Posted/updated on: August 10, 2024 at 3:10 pm


TEXAS – NBC News reports that shelters on the southern U.S. border and in some major cities that were inundated with migrants a year ago say they are seeing sharp declines in migrants seeking refuge, some reporting drops as high as 60% in just the past few months. In July, the White House said that the number of migrants apprehended at the southwest border had dropped 50% in the month since President Joe Biden’s executive action in June limiting asylum claims went into effect. Now the effect of Biden’s order is being felt by the emergency shelter infrastructure that has developed over the past few years to manage what was a record surge of migrants. The long Texas border with Mexico was one of the busiest for migrant crossings a year ago. But in Del Rio, Texas, Tiffany Burrow of the Val Verde Humanitarian Border Coalition said the flow of migrants needing shelter is now “drastically, drastically less.”

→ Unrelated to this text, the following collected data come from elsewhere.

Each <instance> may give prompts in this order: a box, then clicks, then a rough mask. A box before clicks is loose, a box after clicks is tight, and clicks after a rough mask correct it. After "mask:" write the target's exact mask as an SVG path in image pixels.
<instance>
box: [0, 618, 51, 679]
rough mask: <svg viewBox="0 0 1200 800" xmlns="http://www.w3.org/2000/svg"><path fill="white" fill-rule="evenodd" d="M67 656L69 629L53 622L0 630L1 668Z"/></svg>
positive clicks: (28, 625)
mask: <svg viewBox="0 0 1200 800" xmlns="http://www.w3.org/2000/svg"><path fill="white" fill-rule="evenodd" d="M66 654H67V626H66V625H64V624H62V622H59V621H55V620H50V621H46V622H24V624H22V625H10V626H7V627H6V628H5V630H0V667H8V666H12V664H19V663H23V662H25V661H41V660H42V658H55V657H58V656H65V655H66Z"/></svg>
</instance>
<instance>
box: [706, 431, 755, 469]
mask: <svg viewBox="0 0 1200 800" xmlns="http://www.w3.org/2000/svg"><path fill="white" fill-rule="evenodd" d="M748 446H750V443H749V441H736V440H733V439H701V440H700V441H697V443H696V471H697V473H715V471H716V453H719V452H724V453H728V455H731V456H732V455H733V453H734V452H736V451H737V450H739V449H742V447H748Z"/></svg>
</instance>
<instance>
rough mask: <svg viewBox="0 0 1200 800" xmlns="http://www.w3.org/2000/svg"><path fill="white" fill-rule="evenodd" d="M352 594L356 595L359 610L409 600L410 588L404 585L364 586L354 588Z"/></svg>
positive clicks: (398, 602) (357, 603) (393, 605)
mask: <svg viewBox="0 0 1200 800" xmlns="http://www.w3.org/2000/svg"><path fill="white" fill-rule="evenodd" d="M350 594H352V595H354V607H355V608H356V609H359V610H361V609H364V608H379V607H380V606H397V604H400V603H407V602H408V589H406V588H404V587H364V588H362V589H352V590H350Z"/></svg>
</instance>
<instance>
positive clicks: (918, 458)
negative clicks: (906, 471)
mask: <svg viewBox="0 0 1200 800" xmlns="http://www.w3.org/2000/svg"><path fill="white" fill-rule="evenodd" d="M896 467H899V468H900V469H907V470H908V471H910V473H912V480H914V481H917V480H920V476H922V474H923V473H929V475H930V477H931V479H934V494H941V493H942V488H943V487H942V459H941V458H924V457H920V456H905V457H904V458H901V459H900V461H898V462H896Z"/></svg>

At the Rescue Mission of El Paso this week, there were about 80 to 90 people using beds, compared with about 200 the same week a year ago, CEO Blake Barrow said. At the nearby Annunciation House shelter, Executive Director Ruben Garcia said he had received only seven migrants needing beds from the Border Patrol that day and 25 people the day before — a drastic decrease from last year, when the Border Patrol would send migrants in the hundreds to shelters like his. But Garcia said the drop wasn’t all due to Biden’s executive action. “We started seeing a much clearer reduction after Biden’s executive order went into effect,” he said, “but we were already seeing a decline because of Mexico’s enforcement. I think if Mexico stopped its energetic enforcement, it would make Biden’s executive order very hard to enforce.” After negotiations with the Biden administration, the government of Mexico under President Andrés Manuel López Obrador and his like-minded successor, Claudia Sheinbaum, who takes office on Oct. 1, has stepped up efforts to stem the flow of migrants northward through Mexican territory. Data from Mexico’s National Institute of Migration shows how critical Mexico’s enforcement role has been in blocking, interdicting and, in some cases, deporting U.S.-bound migrants.